- 开饭啦!
- Directed by: Chapman To
- Written by: Lai Chaing Ming; Ang Siew Hoong;
- Produced by: Lim Teck; Adrian Teh;
- Starring: Chapman To; Aimee Chan; Lo Hoi-pang; Patricia Mok; C-Kwan; Tommy Kuan; Daphne Low;
- Production companies: Asia Tropical Films; Clover Films;
- Distributed by: Golden Screen (Malaysia); Cathay (Singapore); Clover Films (International);
- Release dates: 4 February 2016 (Malaysia); 5 February 2016 (Singapore);
- Running time: 96 minutes
- Countries: Malaysia; Singapore;
- Languages: Cantonese Mandarin
- Budget: US$1.3 million
- Box office: US$489,846

= Let's Eat! (film) =

Let's Eat! () is a 2016 Malaysian-Singaporean Chinese New Year comedy film directed by Chapman To in his directorial debut.

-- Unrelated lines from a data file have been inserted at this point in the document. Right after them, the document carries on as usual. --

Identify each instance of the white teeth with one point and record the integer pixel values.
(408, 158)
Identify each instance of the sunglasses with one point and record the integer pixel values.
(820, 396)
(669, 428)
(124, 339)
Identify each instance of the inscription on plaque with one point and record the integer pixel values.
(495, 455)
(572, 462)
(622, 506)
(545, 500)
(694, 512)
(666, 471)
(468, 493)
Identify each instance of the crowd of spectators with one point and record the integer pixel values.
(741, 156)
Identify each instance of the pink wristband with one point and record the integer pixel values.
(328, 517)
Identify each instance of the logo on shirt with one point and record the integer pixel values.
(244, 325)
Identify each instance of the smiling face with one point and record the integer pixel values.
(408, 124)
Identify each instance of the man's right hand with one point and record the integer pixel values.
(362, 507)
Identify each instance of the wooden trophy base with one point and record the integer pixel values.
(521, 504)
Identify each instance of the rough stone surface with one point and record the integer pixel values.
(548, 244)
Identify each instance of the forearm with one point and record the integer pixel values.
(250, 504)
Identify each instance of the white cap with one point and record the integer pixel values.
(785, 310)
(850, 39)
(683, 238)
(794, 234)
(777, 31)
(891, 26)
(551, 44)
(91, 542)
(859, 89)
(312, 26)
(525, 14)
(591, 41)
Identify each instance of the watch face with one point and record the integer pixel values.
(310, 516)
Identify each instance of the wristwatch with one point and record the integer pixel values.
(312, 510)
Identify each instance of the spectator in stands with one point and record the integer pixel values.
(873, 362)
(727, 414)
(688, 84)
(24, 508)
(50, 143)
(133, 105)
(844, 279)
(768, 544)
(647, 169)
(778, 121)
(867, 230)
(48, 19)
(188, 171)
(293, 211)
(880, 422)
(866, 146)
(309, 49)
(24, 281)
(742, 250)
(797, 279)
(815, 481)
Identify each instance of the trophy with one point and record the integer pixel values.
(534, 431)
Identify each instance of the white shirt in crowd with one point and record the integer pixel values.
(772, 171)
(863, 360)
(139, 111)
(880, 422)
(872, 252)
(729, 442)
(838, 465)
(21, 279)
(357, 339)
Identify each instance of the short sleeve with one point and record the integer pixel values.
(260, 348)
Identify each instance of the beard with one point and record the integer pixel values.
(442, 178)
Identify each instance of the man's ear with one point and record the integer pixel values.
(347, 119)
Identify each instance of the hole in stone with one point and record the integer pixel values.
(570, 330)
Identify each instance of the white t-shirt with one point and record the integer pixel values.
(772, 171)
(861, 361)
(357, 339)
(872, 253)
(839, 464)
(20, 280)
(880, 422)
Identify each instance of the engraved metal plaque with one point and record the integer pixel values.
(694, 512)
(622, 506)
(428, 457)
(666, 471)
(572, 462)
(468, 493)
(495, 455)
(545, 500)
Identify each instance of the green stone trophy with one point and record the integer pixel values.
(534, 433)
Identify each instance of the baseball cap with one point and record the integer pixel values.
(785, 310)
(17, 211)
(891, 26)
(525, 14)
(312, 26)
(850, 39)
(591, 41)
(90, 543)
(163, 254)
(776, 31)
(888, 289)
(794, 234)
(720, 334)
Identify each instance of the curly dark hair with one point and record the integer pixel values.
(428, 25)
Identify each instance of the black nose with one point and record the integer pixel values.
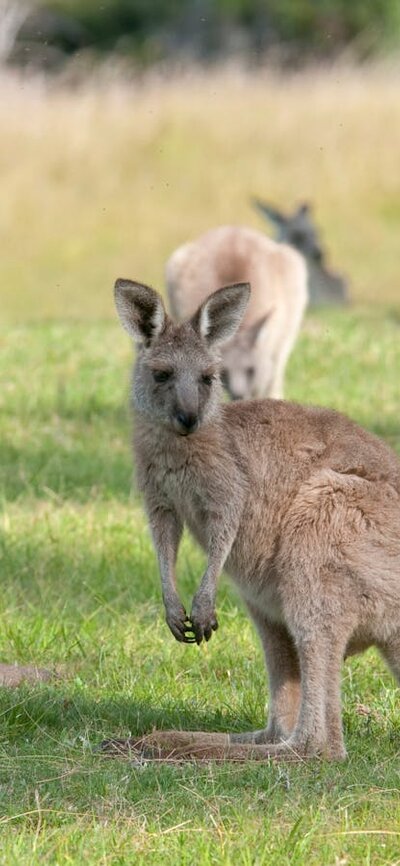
(187, 421)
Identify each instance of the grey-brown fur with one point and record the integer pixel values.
(300, 505)
(299, 230)
(254, 360)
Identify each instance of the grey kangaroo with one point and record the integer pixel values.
(299, 504)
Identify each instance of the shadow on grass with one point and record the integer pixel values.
(51, 738)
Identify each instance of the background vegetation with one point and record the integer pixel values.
(103, 180)
(50, 30)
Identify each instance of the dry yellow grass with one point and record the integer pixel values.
(105, 179)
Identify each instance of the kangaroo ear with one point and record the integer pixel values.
(140, 309)
(220, 315)
(272, 213)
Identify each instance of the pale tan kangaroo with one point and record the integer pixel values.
(298, 504)
(254, 360)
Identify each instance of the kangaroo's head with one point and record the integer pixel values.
(299, 230)
(176, 379)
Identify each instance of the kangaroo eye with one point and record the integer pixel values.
(162, 375)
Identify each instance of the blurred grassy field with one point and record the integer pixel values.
(103, 181)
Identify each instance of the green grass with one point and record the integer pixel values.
(80, 594)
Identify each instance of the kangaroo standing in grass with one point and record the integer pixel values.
(254, 360)
(299, 505)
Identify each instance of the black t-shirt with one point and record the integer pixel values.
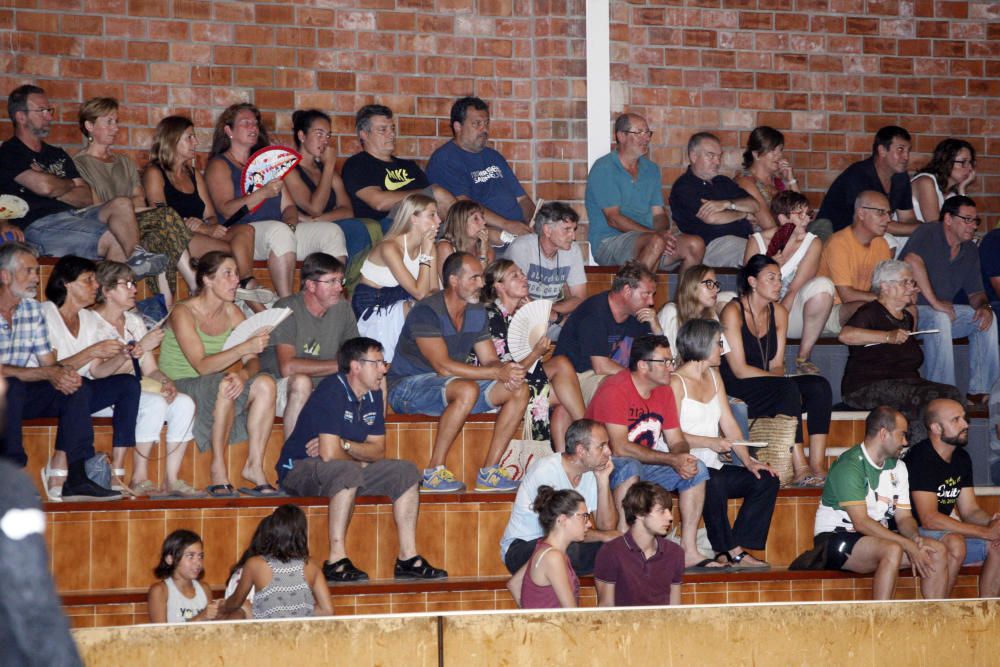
(838, 204)
(364, 170)
(929, 472)
(16, 158)
(591, 331)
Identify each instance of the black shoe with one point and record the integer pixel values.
(408, 569)
(343, 571)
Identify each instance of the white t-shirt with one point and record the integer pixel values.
(547, 471)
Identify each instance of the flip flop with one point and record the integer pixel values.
(222, 491)
(263, 491)
(702, 567)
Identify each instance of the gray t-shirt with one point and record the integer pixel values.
(546, 277)
(947, 276)
(312, 337)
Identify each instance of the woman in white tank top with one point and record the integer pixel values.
(704, 415)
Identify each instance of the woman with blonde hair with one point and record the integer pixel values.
(399, 270)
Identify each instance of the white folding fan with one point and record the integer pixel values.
(529, 323)
(268, 318)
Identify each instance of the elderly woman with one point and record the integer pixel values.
(951, 170)
(883, 364)
(553, 383)
(710, 429)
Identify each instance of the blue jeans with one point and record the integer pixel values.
(939, 358)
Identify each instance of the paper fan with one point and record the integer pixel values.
(529, 323)
(266, 165)
(268, 318)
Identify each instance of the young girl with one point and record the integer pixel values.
(550, 582)
(286, 584)
(180, 596)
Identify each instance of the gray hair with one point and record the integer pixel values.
(887, 271)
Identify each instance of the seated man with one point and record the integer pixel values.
(945, 262)
(885, 173)
(375, 179)
(469, 169)
(867, 487)
(430, 375)
(944, 497)
(48, 390)
(598, 335)
(850, 256)
(642, 567)
(586, 467)
(345, 414)
(61, 218)
(303, 349)
(711, 206)
(627, 219)
(551, 260)
(638, 408)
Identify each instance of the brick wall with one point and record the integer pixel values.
(826, 72)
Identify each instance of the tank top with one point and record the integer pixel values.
(534, 596)
(702, 419)
(187, 204)
(181, 608)
(288, 595)
(172, 360)
(269, 210)
(382, 275)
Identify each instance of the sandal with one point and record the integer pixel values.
(343, 571)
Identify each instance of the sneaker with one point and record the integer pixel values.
(495, 478)
(440, 480)
(145, 263)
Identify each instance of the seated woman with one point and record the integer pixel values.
(505, 291)
(465, 231)
(807, 298)
(172, 179)
(71, 289)
(549, 580)
(766, 172)
(111, 175)
(951, 171)
(279, 237)
(160, 401)
(704, 413)
(316, 187)
(233, 406)
(883, 361)
(397, 271)
(754, 370)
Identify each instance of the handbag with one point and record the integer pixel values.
(779, 434)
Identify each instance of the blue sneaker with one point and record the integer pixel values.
(440, 480)
(495, 478)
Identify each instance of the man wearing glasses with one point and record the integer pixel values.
(625, 209)
(338, 451)
(303, 349)
(712, 206)
(62, 218)
(637, 406)
(945, 262)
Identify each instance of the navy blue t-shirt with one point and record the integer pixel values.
(332, 409)
(591, 331)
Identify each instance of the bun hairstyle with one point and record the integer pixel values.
(550, 504)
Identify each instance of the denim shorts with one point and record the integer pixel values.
(424, 394)
(976, 549)
(74, 232)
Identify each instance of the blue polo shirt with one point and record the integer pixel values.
(609, 184)
(332, 409)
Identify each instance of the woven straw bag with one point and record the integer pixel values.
(779, 434)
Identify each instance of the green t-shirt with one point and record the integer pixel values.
(855, 480)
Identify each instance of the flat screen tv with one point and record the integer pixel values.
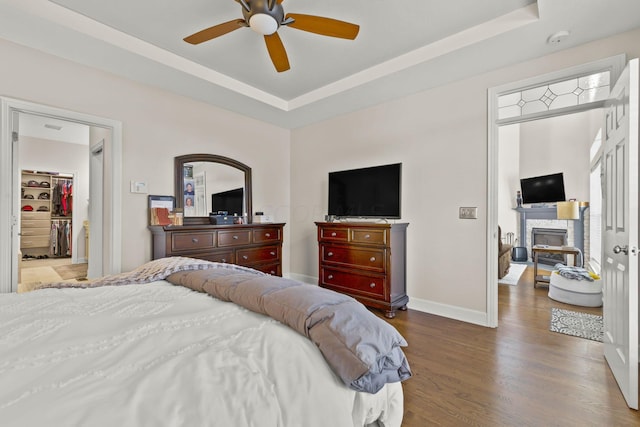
(230, 201)
(543, 189)
(372, 192)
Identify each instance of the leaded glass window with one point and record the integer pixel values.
(563, 94)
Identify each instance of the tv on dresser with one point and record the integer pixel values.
(371, 192)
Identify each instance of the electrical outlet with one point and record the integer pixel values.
(468, 213)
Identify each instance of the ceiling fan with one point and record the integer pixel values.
(265, 17)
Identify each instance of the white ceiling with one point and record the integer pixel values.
(403, 46)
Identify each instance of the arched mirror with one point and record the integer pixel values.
(207, 183)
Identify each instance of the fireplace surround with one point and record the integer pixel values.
(546, 217)
(550, 237)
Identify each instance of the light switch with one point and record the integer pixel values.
(139, 187)
(468, 213)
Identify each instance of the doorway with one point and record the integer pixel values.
(53, 158)
(528, 100)
(106, 255)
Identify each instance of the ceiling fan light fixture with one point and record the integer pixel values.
(263, 24)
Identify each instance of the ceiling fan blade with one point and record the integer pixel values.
(324, 26)
(215, 31)
(276, 52)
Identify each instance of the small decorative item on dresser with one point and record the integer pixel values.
(260, 218)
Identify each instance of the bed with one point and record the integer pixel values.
(180, 342)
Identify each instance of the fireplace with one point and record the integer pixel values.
(550, 237)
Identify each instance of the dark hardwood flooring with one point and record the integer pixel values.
(519, 374)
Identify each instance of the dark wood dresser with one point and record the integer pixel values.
(258, 246)
(366, 261)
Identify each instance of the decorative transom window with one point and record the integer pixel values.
(563, 94)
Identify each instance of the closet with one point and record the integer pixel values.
(46, 214)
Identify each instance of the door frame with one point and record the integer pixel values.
(112, 252)
(615, 64)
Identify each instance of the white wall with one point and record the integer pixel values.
(440, 136)
(560, 144)
(66, 158)
(157, 125)
(508, 177)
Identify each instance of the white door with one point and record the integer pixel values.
(96, 209)
(16, 182)
(620, 232)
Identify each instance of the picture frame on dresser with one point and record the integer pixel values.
(168, 202)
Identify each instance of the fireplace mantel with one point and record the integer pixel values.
(549, 212)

It stars To as a Chinese traditional chef who comes into conflict with the restaurant owner's daughter portrayed by Aimee Chan. It was released on 4 February 2016 in Malaysia and in Singapore the next day on 5 February 2016, grossing a total of US$489,846 in both territories.

== Plot ==
A Chinese traditional chef named Dai Hung (Chapman To) comes into conflict with the restaurant owner's daughter named Rosemary (Aimee Chan) when she seeks to modernize the restaurant and reduce costs.

== Cast ==
- Chapman To as Dai Hung
- Aimee Chan as Rosemary
- Lo Hoi-pang as Ah Yong
- Patricia Mok
- Henry Thia
- C-Kwan
- Tommy Kuan
- Daphne Low
- Mark Lee appears as himself as the host of the cooking competition.

== Production ==
To had previously worked with the producers on King of Mahjong, and they requested that he direct their next film. Lim, one of the film's producers, said that To was impressed with the local talent after appearing in The Wedding Diary 1&2 and decided to make his next film in Singapore and Malaysia. Production began on 8 September 2015 in Kuala Lumpur and Singapore. To said he was inspired by local dishes, such as Hainanese Chicken Rice.

== Release ==
Let's Eat was released in Malaysia on 4 February 2016 and in Singapore the next day. It grossed US$457,793 in Malaysia and $32,053 in Singapore; the total gross was $489,846.

== Reception ==
Boon Chan of The Straits Times rated it 2.5/5 stars and said that the dubbing from Cantonese to Mandarin for the Singaporean release ruined the film's humour. Lisa Twang of The New Paper rated it 3/5 stars and compared it to The God of Cookery, which she said it does not match. Jessica Lin of AsiaOne rated it 2/5 stars and said the film does not feature enough local Malaysian and Singaporean content.